Je plante un rapide baiser sur ses lèvres, du moins c’était l’intention première, mais nous nous éternisons suffisamment longtemps pour entendre James crier depuis le rez-de-chaussée, et je daigne finalement me lever, non sans mal. J’enfile rapidement mon peignoir et une culotte propre en dentelle rouge qui semble plaire à Eliaz, passe devant le miroir pour constater que la fatigue se voit sur mon visage sans que mon sourire n’en pâtisse, et l’observe s’habiller tranquillement. J’ai encore du mal à croire que je viens de plonger les deux pieds dedans…
Pourtant, James a fait en sorte que toute la coloc le comprenne et, quand nous débarquons dans la cuisine, non sans s’être arrêtés une ou deux fois entre les deux étages pour nous bécoter, Pierre vient immédiatement enlacer Eliaz comme s’ils se connaissaient depuis des années.
— Félicitations ! Belle prise, mec, j’ai perdu mon pari à cause de toi mais bon, je ne suis pas rancunier, juste plus pauvre de cinquante balles.
— J’ai toujours raison, mon Chou, tu devrais le savoir depuis le temps, lance James en me tendant une tasse de café.
— Wow, attendez, percuté-je, vous avez parié sur nous ?
— Oh que j’aime ce mot dans ta bouche, ma Puce. “Nous”, Hallelujah ! glousse-t-il en me pinçant les joues comme à une gamine.
Et moi je dois virer rouge pivoine. Oui, c’est certain. Et puis je grimace en le voyant déposer dans les mains d’Eliaz ma tasse bretonne. Quel enfoiré !
— Une femme dont la tasse favorite est un compliment aux Bretons ne pouvait que craquer pour toi, tu vois ?
— C’était écrit, en effet, sourit Eliaz, mais rassurez-moi, je ne dois pas coucher avec toute la coloc ?
— Beurk, hors de question, s’esclaffe Aya. Et bon courage pour supporter Adèle au quotidien. Au boulot elle se contrôle, t’as encore rien vu, mon pauvre.
— Arrête de raconter n’importe quoi, la reprend James en lui massant les épaules. T’es juste jalouse, Bichette, mais ça va bien se passer. T’as la chance d’être à l’étage d’en dessous, tu ne l’entends pas gémir au moins, toi !
— Oh pitié, vous pouvez arrêter deux minutes ? les imploré-je en m’installant à côté d’Eliaz à table. Je te jure qu’ils ne sont pas comme ça tous les matins. C’est… l’euphorie de la nouveauté.

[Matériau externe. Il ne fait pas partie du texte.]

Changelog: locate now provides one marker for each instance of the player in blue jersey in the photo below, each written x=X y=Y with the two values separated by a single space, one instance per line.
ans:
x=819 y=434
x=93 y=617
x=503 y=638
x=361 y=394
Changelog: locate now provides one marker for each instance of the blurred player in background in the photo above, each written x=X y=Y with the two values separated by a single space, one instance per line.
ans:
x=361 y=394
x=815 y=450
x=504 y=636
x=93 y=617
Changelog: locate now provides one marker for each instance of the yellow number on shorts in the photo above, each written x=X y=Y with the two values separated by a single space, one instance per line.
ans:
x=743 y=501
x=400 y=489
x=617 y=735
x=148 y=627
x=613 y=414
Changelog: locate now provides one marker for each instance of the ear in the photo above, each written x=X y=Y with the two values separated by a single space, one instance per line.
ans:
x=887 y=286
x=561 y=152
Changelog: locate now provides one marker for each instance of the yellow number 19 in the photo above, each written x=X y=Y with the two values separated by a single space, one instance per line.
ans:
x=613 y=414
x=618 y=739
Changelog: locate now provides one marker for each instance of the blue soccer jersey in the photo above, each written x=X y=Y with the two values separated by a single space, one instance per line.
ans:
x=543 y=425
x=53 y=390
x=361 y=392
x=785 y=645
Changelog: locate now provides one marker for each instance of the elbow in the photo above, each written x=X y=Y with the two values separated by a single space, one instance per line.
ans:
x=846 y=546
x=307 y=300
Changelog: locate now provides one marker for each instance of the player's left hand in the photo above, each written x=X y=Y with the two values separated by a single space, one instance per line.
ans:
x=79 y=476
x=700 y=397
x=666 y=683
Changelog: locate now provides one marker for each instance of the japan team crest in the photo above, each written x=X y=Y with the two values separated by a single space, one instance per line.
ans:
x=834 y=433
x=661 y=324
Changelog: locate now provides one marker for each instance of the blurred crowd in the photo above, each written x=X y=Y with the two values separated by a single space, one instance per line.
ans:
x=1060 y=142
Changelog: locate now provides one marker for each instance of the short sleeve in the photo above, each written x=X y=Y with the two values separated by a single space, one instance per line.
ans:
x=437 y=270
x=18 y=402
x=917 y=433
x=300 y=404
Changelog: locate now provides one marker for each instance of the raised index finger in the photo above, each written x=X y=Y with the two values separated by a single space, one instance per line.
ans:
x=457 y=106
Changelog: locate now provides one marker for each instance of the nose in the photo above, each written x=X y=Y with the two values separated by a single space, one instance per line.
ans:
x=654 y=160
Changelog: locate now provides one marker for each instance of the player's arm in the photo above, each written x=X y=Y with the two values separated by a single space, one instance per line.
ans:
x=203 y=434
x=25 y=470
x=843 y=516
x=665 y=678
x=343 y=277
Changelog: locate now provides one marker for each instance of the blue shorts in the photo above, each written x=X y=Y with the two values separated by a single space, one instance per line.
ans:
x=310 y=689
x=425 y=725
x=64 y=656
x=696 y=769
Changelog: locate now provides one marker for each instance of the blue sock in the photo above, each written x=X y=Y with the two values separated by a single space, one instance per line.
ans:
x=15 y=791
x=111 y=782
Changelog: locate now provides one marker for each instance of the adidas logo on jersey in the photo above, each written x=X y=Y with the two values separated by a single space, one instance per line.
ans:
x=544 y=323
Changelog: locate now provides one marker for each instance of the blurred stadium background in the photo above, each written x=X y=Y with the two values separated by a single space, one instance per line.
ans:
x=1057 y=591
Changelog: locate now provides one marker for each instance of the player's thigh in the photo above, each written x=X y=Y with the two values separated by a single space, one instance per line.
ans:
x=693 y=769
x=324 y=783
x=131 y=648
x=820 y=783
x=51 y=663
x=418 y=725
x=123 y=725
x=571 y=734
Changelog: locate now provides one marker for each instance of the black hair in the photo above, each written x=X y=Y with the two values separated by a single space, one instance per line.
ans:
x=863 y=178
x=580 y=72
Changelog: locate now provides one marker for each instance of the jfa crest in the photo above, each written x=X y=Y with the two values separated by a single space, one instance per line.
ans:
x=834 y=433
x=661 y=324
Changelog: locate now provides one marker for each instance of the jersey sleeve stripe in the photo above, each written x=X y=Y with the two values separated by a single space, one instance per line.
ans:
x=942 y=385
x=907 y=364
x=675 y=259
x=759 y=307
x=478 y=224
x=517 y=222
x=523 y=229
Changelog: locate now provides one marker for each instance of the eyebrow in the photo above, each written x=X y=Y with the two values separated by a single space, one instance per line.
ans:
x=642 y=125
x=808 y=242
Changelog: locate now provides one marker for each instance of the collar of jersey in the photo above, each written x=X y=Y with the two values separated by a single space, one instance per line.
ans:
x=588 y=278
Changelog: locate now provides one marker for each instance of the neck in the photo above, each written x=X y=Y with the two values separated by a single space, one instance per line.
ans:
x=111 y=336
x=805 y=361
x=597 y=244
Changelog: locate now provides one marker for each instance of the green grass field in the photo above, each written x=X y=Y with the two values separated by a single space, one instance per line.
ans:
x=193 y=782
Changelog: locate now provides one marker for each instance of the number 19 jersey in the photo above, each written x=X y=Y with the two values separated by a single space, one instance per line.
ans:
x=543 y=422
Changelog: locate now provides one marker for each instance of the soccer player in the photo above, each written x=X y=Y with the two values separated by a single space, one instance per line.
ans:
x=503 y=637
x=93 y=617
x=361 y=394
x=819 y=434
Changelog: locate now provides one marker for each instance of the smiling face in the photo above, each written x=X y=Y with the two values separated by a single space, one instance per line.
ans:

— Tu m’étonnes, ils sont rares les amants que tu ramènes à la maison.
— Stop ! m’écrié-je. Un mot de plus et on se barre, bande de cinglés.
Tous les trois s’observent quelques secondes avant d’éclater de rire. Est-ce que j’ai déjà dit que je doutais d’être la plus folle de la coloc ? Sérieusement, j’en aurais presque honte, ce matin, surtout s’ils se mettent à déblatérer sur ma vie sexuelle. Et en plus, je ne sais pas comment me comporter avec Eliaz ce matin, devant eux. Dans le genre nunuche, je vise le podium, mais ça me fait trop réfléchir et il est trop tôt pour ça.
Dieu merci, la conversation finit par dévier et nous petit-déjeunons dans une ambiance agréable. Eliaz répond à mes interrogations muettes et personnelles en posant sa main sur ma cuisse ou sur le dossier de ma chaise. Apparemment plus à l’aise que moi quant à tout ça, je finis je ne sais trop comment calée contre lui et le sourire en coin que me lance James en dit long sur sa satisfaction.
— Du coup, en conclusion, les sites de rencontre, c’est bien, non ? nous interroge-t-il finalement. Je vais peut-être m’inscrire…
— On n’a pas tenté les sections gays, tu nous raconteras, répond mon amant qui s’amuse à déposer de petits baisers dans mon cou.
— Du coup, vous êtes un peu biaisés pour définir votre début d’histoire, se moque Pierre. Vous vous connaissiez déjà, mais vous avez conclu grâce à un site de rencontre… Conclu bruyamment en plus, heureusement que je ne streamais pas, cette nuit.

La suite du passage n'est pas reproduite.